В завершение сюжета — еще одно краткое интервью. О том, с каким мастерством Краснов использует давление на подследственных непосредственно и через их родственников рассказала в Рунете мать одного из таких «назначенных преступников» в деле Квачкова, Ивана Миронова, — Татьяна Леонидовна. Поэтому при первой же возможности я подошел с диктофоном к самому Ивану, за здорово живешь просидевшему полтора года в тюрьме и отпущенному в зале суда на волю. Ведь первым, кто занимался Мироновым по линии следствия и упрятал его за решетку, был тот же самый Игорь Краснов. Я задал Ивану Борисовичу прямой вопрос:
— Скажите пожалуйста, вам известно что-нибудь о методах Игоря Владимировича Краснова, как он работает с подследственными, использует ли он давление на родственников, на самих подследственных?
— Лично, при допросах в Генпрокуратуре, в стенах, я не слышал, чтобы там пытали. Это слишком топорная работа, слишком прямая, лобовая, и, как правило, результат она должный не приносит. У Краснова более интеллигентные, изощренные методы, причем он работает именно по свидетелям обвинения… Здесь еще интересный момент, как Краснов работает с адвокатами. Мой адвокат, который был у меня по соглашению, когда я находился в розыске, к которому я обратился по ордеру из кабинета Краснова, — я не знаю кто, ФСБэшник или сам Краснов, но они его очень быстро сломали на свою сторону, и Выскребцев в тот же день умудрился сдать еще моего отца ФСБэшникам.
— То есть, они владеют секретом давления на адвокатов?
— Ну, тут никаких секретов особых нету. Если адвокат не всегда чистоплотен, то эту нечистоплотность очень сложно скрыть. И в дальнейшем она используется как фактор для давления на них с целью сотрудничества, ну и всяких разных подлых дел.
— Сегодня мы услышали из уст Никиты, что первоначально у него было некое соглашение со следствием, согласно которому он принимал вину на себя, в обмен на то, что будет отпущена не причастная к делу ни с какого боку его гражданская жена Евгения Хасис. Как вы считаете, вот такой прием, такое соглашение, является ли это обиходным явлением? Применяется ли такой прием нашим современным сегодняшним следствием?
— Ну, естественно, схема классическая, причем вариантов не так много. У меня была примерно та же схема разводки, когда по сценарию должны были взять меня и должны были взять сразу после так называемого покушения на Чубайса мою хорошую знакомую Катю Пажетных. Следствие посчитало, те, кто инсценировал это покушение, что это моя гражданская жена, и расчет был абсолютно такой же: то есть, берут двоих, меня ломают на показания за ее свободу. И все…
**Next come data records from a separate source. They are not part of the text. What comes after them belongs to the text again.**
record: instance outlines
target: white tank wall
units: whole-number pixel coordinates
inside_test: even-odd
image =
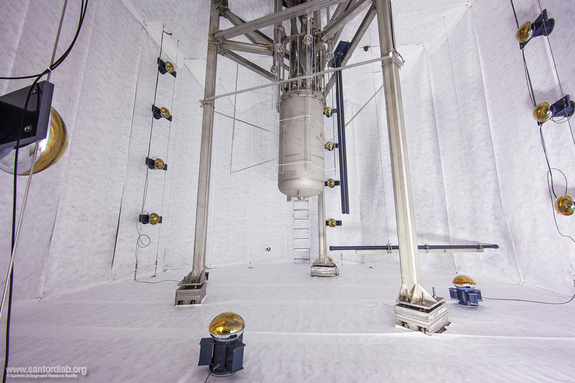
[[[133,275],[159,46],[121,3],[90,4],[74,51],[52,76],[54,107],[70,130],[70,144],[58,164],[34,176],[16,259],[20,298]],[[565,91],[573,94],[575,70],[567,53],[570,37],[565,37],[575,23],[573,5],[542,5],[557,19],[553,50]],[[516,1],[516,8],[520,19],[539,13],[534,0]],[[61,1],[56,0],[8,1],[0,6],[2,75],[33,73],[45,66],[60,10]],[[59,52],[71,40],[77,12],[78,4],[69,2]],[[207,14],[205,18],[207,24]],[[508,3],[475,2],[458,23],[448,26],[449,49],[441,38],[426,47],[404,47],[402,34],[397,35],[399,51],[407,60],[401,76],[420,243],[481,241],[501,246],[483,254],[422,255],[424,283],[426,270],[459,271],[475,279],[494,275],[511,283],[520,281],[521,270],[526,283],[560,291],[572,286],[575,245],[555,229],[514,23]],[[375,27],[361,46],[377,46]],[[375,51],[360,49],[354,60],[371,58]],[[449,54],[455,64],[453,76]],[[554,101],[559,94],[555,82],[548,80],[553,72],[544,40],[530,42],[526,57],[538,99]],[[236,68],[219,58],[218,93],[234,89]],[[381,85],[379,65],[356,69],[344,72],[348,121]],[[238,88],[265,82],[243,68],[237,79]],[[28,84],[0,81],[0,93]],[[173,84],[170,77],[160,77],[158,103],[171,102],[174,92],[174,121],[154,123],[151,154],[165,157],[169,170],[150,174],[145,209],[160,210],[164,223],[144,227],[151,245],[139,253],[142,277],[152,274],[156,258],[160,269],[191,267],[201,130],[198,100],[203,92],[185,67],[178,68],[175,88]],[[344,222],[327,229],[328,245],[396,243],[383,99],[374,100],[347,127],[351,214],[340,213],[338,188],[326,190],[326,218]],[[216,102],[219,112],[259,128],[216,116],[209,266],[290,260],[291,205],[277,189],[273,161],[279,146],[276,101],[270,92],[258,91]],[[335,106],[329,98],[327,105]],[[112,109],[115,114],[109,113]],[[333,121],[324,121],[326,138],[333,134]],[[567,171],[575,158],[568,129],[564,124],[544,126],[552,166]],[[335,154],[325,153],[326,168]],[[325,178],[339,177],[330,170]],[[19,180],[20,196],[24,184],[24,178]],[[11,209],[11,192],[11,177],[0,174],[3,212]],[[575,194],[571,188],[569,193]],[[314,219],[311,232],[317,243]],[[573,222],[558,217],[565,234],[575,232]],[[9,254],[9,233],[10,214],[5,213],[0,215],[1,254]],[[341,252],[329,255],[341,260]],[[383,262],[399,272],[396,257],[347,252],[344,260]],[[6,263],[7,256],[0,257],[1,270]]]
— То есть к вам этот прием, эта схема конкретно применялись?
— Эта схема сломалась, потому что меня не сумели взять сразу после этих событий
— Но пытались применять?
— Конечно. А к ней пришли сразу, сказали, что она участвовала, у нее в доме была засада и, наверное, то, что она ушла в розыск, это ее спасло.
Итак, перед нами стандартный приемчик работы следствия, успешно примененный следователем Игорем Красновым в деле Тихонова/Хасис. Явился ли при этом адвокат Скрипилев объектом одноразового или многоразового использования и на чем его завербовал Краснов, я тут не сужу.
Что тут добавить? Такие вот «герои» нашего поганого времени.
Но возникает вопрос. Иван Миронов прямо говорит об инсценировке покушения на Чубайса как о приеме, позволившим развернуть открытый показательный политический процесс над русскими национал-патриотами. Процесс был подготовлен топорно — и сорвался. Не было ли подобной — повторной — попыткой убийство Маркелова с последующим судом? Признаем, если так, что попытка отменно удалась.
Миронов не называет авторов инсценировки, лишь намекая на их связь со следствием. Оставлю и я этот вопрос открытым. Но попытаюсь показать еще некоторые детали подготовительной работы, чтобы помочь читателю найти ответ.
Оговор как метод следствия
Перейдем с этой целью к показаниям Ильи Горячева.
Илья Горячев, аспирант Института славяноведения РАН, — человек в судьбе Никиты Тихонова не случайный и не рядовой. Никита до последнего считал его едва ли не единственным своим настоящим другом.